Quiteon e Hixus correram do Arco dos Campeões para as areias brilhantes da arena, à frente da milícia de prisioneiros. Ao se aproximarem, as harpias voaram dos cadáveres dos guardas acrosanos sobre os quais se banqueteavam antes de se voltarem para atacar o que elas viam como carne fresca.

Tantas, pensou Quiteon.

As criaturas aladas rodearam a pólis, uma massa voraz e rodopiante… depois caíram sobre os prisioneiros.

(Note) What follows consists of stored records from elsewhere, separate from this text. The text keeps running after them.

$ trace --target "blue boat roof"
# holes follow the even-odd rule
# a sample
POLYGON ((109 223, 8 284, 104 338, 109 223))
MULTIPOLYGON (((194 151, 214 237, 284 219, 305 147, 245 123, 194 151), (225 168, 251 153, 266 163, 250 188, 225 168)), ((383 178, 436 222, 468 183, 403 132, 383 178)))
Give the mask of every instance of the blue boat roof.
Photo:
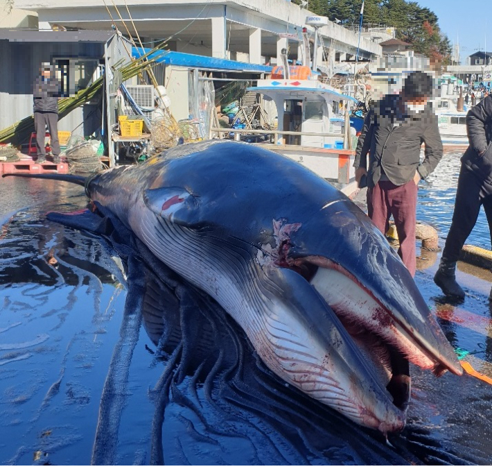
MULTIPOLYGON (((143 49, 145 53, 152 49, 143 49)), ((132 48, 132 55, 135 58, 141 57, 141 49, 132 48)), ((189 67, 206 70, 221 70, 229 71, 249 71, 250 73, 270 73, 272 67, 261 64, 250 64, 246 62, 236 62, 227 59, 220 59, 205 56, 195 56, 193 53, 174 52, 173 51, 158 51, 149 56, 149 58, 155 59, 157 63, 165 63, 177 67, 189 67)))

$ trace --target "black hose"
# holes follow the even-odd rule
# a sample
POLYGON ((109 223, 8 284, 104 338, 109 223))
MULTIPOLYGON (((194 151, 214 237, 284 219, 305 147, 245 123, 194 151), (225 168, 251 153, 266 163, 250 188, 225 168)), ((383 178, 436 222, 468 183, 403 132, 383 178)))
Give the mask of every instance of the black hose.
POLYGON ((2 178, 13 176, 18 178, 34 178, 35 179, 54 179, 58 181, 66 181, 78 184, 80 186, 85 187, 86 179, 84 176, 78 176, 73 174, 29 174, 27 173, 8 173, 2 174, 2 178))

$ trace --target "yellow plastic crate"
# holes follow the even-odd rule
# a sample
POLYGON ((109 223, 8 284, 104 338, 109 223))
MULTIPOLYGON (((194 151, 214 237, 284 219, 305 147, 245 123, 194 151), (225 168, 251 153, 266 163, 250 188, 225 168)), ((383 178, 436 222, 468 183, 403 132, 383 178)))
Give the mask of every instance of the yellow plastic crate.
POLYGON ((64 146, 69 142, 69 139, 71 136, 72 133, 67 130, 58 130, 58 140, 62 146, 64 146))
POLYGON ((120 133, 121 137, 141 137, 143 121, 120 121, 120 133))

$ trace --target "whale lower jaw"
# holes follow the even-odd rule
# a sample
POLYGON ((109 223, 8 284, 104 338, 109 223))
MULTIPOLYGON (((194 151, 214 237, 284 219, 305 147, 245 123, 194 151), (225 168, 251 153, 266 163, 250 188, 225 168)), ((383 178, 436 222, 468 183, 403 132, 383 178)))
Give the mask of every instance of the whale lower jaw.
MULTIPOLYGON (((275 374, 360 425, 383 432, 403 428, 403 411, 392 409, 398 422, 387 426, 368 410, 365 396, 353 389, 352 375, 336 373, 338 365, 327 354, 326 344, 318 341, 301 318, 289 314, 285 304, 267 294, 276 287, 265 284, 268 279, 258 278, 245 250, 213 237, 207 237, 204 242, 202 235, 150 212, 140 212, 134 230, 159 259, 229 312, 275 374)), ((378 373, 385 385, 387 370, 378 373)), ((389 393, 386 399, 393 407, 389 393)))

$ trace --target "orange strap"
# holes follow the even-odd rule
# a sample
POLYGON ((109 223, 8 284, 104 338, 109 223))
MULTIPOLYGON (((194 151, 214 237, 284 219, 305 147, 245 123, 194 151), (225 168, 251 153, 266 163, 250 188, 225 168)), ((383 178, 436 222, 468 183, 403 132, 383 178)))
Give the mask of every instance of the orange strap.
POLYGON ((475 371, 473 369, 473 367, 468 361, 460 361, 459 363, 462 364, 462 366, 463 367, 463 369, 471 376, 473 376, 475 378, 478 378, 479 380, 482 380, 482 381, 484 381, 486 383, 489 383, 489 384, 492 384, 492 379, 489 378, 488 376, 486 376, 485 375, 482 375, 482 373, 479 373, 478 371, 475 371))

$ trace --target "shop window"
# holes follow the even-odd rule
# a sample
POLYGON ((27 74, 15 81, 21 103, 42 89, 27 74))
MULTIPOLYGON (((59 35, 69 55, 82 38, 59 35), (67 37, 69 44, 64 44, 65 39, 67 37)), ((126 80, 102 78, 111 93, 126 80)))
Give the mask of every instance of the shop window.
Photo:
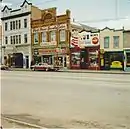
POLYGON ((19 35, 19 44, 21 43, 21 35, 19 35))
POLYGON ((42 32, 42 43, 47 42, 47 33, 46 31, 42 32))
POLYGON ((38 44, 38 32, 34 33, 34 44, 38 44))
POLYGON ((110 57, 110 68, 119 68, 119 69, 123 68, 124 64, 123 53, 111 53, 109 57, 110 57))
POLYGON ((73 52, 71 54, 72 67, 80 67, 80 52, 73 52))
POLYGON ((18 20, 16 20, 16 29, 18 29, 18 20))
POLYGON ((66 40, 66 31, 60 30, 60 42, 64 42, 66 40))
POLYGON ((8 37, 5 37, 5 44, 8 44, 8 37))
POLYGON ((50 41, 51 42, 56 41, 56 31, 55 30, 50 31, 50 41))
POLYGON ((13 21, 13 30, 15 30, 15 21, 13 21))
POLYGON ((98 67, 98 53, 96 51, 89 52, 89 66, 98 67))
POLYGON ((15 36, 13 36, 13 44, 15 44, 15 36))
POLYGON ((18 44, 18 35, 16 35, 16 44, 18 44))
POLYGON ((24 28, 27 28, 27 19, 24 19, 24 28))
POLYGON ((10 30, 12 30, 13 29, 13 23, 12 23, 12 21, 10 22, 10 30))
POLYGON ((5 31, 7 31, 8 30, 8 23, 6 22, 5 23, 5 31))
POLYGON ((27 43, 27 42, 28 42, 28 35, 24 34, 24 43, 27 43))
POLYGON ((126 53, 126 57, 127 57, 126 67, 130 67, 130 53, 126 53))
POLYGON ((113 36, 113 48, 119 48, 119 36, 113 36))
POLYGON ((21 28, 21 20, 19 20, 19 29, 21 28))
POLYGON ((13 44, 13 36, 10 36, 10 43, 13 44))
POLYGON ((109 48, 109 42, 110 42, 110 38, 104 37, 104 48, 109 48))

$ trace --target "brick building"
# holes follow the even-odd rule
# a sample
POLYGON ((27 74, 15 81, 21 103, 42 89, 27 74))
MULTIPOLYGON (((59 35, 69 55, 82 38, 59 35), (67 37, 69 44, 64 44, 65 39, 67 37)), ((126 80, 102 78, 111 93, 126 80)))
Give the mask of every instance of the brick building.
POLYGON ((41 10, 41 18, 31 22, 35 63, 69 67, 70 11, 57 16, 56 8, 41 10))

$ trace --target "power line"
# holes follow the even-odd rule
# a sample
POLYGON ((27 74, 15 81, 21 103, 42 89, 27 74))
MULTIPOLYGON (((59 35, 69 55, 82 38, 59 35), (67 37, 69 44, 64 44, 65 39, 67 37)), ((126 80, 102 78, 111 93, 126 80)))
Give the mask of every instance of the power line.
MULTIPOLYGON (((42 1, 42 2, 37 2, 37 3, 35 3, 35 5, 41 5, 41 4, 47 4, 47 3, 51 3, 51 2, 55 2, 55 1, 58 1, 58 0, 46 0, 46 1, 42 1)), ((33 2, 32 2, 32 0, 28 0, 28 2, 29 3, 32 3, 32 5, 34 5, 33 4, 33 2)), ((15 7, 15 6, 20 6, 23 2, 13 2, 13 3, 11 3, 11 2, 8 2, 8 3, 6 3, 6 2, 1 2, 0 1, 0 3, 3 3, 3 5, 9 5, 9 6, 13 6, 13 7, 15 7)))

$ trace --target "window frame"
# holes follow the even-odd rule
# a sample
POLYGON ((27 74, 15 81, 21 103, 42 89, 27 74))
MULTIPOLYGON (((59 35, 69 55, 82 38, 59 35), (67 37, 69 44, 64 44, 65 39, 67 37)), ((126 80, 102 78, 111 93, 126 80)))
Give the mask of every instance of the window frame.
POLYGON ((15 30, 15 21, 13 21, 13 30, 15 30))
POLYGON ((59 30, 59 40, 60 40, 60 42, 65 42, 66 41, 66 30, 65 29, 59 30), (63 36, 63 33, 61 33, 61 32, 64 32, 64 36, 63 36))
POLYGON ((47 42, 47 32, 46 31, 41 32, 41 42, 42 43, 47 42), (46 39, 45 41, 43 41, 43 34, 46 35, 46 36, 44 36, 44 39, 46 39))
POLYGON ((21 35, 18 36, 18 43, 21 44, 21 35))
POLYGON ((107 49, 109 47, 110 47, 110 37, 109 36, 105 36, 104 37, 104 48, 107 49), (107 42, 106 42, 106 39, 108 40, 107 42))
POLYGON ((50 31, 50 33, 49 33, 49 41, 50 42, 55 42, 56 41, 56 30, 52 30, 52 31, 50 31), (52 33, 52 32, 54 32, 55 33, 55 35, 52 33), (53 35, 52 35, 53 34, 53 35), (52 40, 54 37, 53 36, 55 36, 55 39, 54 40, 52 40))
POLYGON ((119 42, 120 42, 120 36, 113 36, 113 48, 119 48, 119 42), (118 39, 118 45, 116 41, 117 39, 118 39))
POLYGON ((24 43, 28 43, 28 34, 24 34, 24 43))
POLYGON ((5 22, 5 31, 8 31, 8 23, 5 22))
POLYGON ((10 36, 10 44, 13 44, 13 36, 10 36))
POLYGON ((18 22, 18 26, 19 26, 18 28, 21 29, 21 20, 18 20, 18 21, 19 21, 18 22))
POLYGON ((39 33, 38 32, 35 32, 35 33, 33 33, 33 44, 38 44, 39 43, 39 33), (35 36, 37 36, 37 37, 35 37, 35 36), (37 42, 35 42, 35 38, 37 38, 37 42))
POLYGON ((18 35, 16 35, 16 44, 18 44, 19 40, 18 40, 18 35))
POLYGON ((24 19, 24 28, 27 28, 27 18, 24 19))
POLYGON ((8 37, 5 36, 5 44, 8 44, 8 37))

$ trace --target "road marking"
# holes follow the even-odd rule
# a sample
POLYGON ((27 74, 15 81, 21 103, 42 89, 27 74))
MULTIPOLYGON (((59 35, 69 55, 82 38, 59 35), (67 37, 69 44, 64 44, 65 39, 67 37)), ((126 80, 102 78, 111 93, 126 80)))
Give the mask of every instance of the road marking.
POLYGON ((11 122, 21 124, 21 125, 24 125, 24 126, 29 126, 29 127, 32 127, 32 128, 47 129, 43 126, 39 126, 39 125, 36 125, 36 124, 30 124, 30 123, 27 123, 27 122, 19 121, 19 120, 16 120, 16 119, 5 117, 5 116, 2 116, 2 117, 3 117, 3 119, 5 119, 7 121, 11 121, 11 122))

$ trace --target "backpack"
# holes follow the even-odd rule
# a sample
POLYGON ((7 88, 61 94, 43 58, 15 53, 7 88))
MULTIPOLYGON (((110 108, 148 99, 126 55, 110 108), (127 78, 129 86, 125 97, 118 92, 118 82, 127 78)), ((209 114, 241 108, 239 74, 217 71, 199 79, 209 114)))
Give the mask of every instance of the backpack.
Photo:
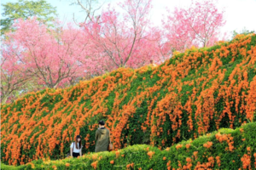
MULTIPOLYGON (((74 142, 73 142, 73 151, 74 142)), ((66 157, 69 157, 69 156, 70 156, 70 150, 69 150, 69 152, 67 154, 66 157)))

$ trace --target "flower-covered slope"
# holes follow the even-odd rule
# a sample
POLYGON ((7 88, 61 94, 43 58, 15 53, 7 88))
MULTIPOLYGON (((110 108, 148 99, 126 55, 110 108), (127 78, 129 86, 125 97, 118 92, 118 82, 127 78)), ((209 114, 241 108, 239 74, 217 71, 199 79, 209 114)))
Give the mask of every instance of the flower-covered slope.
POLYGON ((3 169, 256 169, 255 139, 256 123, 252 122, 236 130, 221 128, 164 150, 135 144, 113 152, 85 154, 78 159, 43 159, 19 167, 3 166, 3 169))
POLYGON ((6 164, 64 157, 76 134, 95 149, 102 119, 115 149, 165 149, 220 128, 256 120, 256 35, 177 54, 163 65, 120 68, 66 89, 31 93, 2 105, 6 164))

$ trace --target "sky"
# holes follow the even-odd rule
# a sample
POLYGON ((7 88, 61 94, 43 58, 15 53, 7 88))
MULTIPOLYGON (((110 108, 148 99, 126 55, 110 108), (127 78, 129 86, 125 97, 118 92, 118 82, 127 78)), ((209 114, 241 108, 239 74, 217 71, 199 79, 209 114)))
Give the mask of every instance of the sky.
MULTIPOLYGON (((73 0, 46 0, 53 7, 56 7, 59 19, 66 22, 73 22, 73 14, 77 21, 84 19, 84 13, 78 5, 70 5, 73 0)), ((112 5, 123 0, 98 0, 105 1, 103 8, 108 3, 112 5)), ((6 3, 16 3, 18 0, 2 0, 1 4, 6 3)), ((155 26, 161 26, 161 19, 166 16, 166 8, 173 11, 175 7, 189 7, 191 0, 152 0, 153 8, 151 10, 151 21, 155 26)), ((248 31, 256 31, 256 0, 218 0, 218 7, 224 8, 225 26, 222 28, 222 32, 230 33, 233 31, 240 32, 244 28, 248 31)), ((117 8, 118 10, 118 8, 117 8)), ((3 7, 1 5, 1 18, 3 7)))

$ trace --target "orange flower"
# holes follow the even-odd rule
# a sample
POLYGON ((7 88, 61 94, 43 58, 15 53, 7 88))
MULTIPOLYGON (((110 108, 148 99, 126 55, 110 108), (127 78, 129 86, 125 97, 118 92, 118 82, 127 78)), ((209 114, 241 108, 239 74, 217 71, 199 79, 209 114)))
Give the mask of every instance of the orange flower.
POLYGON ((205 148, 211 148, 212 145, 212 142, 209 142, 209 141, 203 144, 205 148))

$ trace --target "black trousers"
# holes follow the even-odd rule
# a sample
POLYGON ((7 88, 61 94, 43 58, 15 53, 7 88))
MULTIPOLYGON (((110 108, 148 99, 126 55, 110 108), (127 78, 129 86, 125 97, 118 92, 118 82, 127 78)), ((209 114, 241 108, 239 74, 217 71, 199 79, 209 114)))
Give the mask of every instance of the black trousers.
POLYGON ((79 153, 73 152, 73 157, 78 157, 79 156, 80 156, 79 153))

Os prisioneiros se espalharam, combatendo o que conseguiam. Uma harpia mergulhou sobre Quiteon, que teve apenas tempo de levantar seu escudo para desviar o ataque. A harpia segurou a borda do escudo com suas garras, mas Quiteon se inclinou, conseguindo prender o monstro sob o escudo. Seus olhos escuros pareciam quase humanos até abrir seus lábios de couro e revelar dentes pontudos destinados a perfurar a carne humana. A harpia gritou, tentando se soltar, mas ficou em silêncio quando Quiteon enfiou a espada em seu pescoço.

Antes que ele pudesse retirar sua espada, outra harpia bateu nas costas de Quiteon. Garras afundaram profundamente no músculo do seu braço esquerdo. Quiteon cerrou os dentes e rolou para a direita, se afastando da nova atacante, movendo seu escudo para acertar as costelas da harpia, forçando-a a recuar.

Ele se preparou para um contra-ataque.

A harpia circulou Quiteon e se agachou, usando seus braços como apoio. Quiteon girou com ela. A harpia ficou em pé, levantou suas asas enegrecidas e guinchou.

Quiteon se jogou sobre ela.

Com uma batida descendente de suas asas, a harpia saltou no ar para evitar o ataque, enquanto outra harpia se lançou sobre Quiteon. Harpia e acrosano caíram na areia da arena.

Mais harpias desceram sobre Quiteon, como abutres convergindo para limpar os ossos.

Dentes pontiagudos deslizaram na carne do seu braço.

Quiteon gritou de dor, mas o grito se transformou em um rugido. Ele envolveu os dois braços ao redor da harpia que estava roendo sua carne e prendeu-a a ele. Usando-a como um escudo contra as outras, ele se libertou. Ele jogou a harpia de lado e ficou de pé. Ele havido conseguido um momento.

Antes que a harpia pudesse se levantar, Quiteon invocou do chão um conjunto de correntes brancas brilhantes para prender o monstro.

Arte de Igor Kieryluk

Mais inimigos vinham de todas as direções. Tudo em volta dele era um borrão de penas pretas, e todo o som foi abafado pelos guinchos estridentes das harpias.

Uma súbita explosão de energia branca irrompeu no céu acima da arena, enviando ondas em anéis concêntricos. Ela passou pela massa de harpias. Elas começaram a voar erraticamente, colidindo umas com as outras.

Hixus. Quiteon encontrou seu mentor nos degraus na base da coluna de Iroas, no centro da arena. Seus olhos brilhavam com um branco intenso enquanto ele canalizava energia para o céu.

Onde as harpias desorientadas se chocavam contra a areia, Quiteon invocava brilhantes correntes brancas para prendê-las.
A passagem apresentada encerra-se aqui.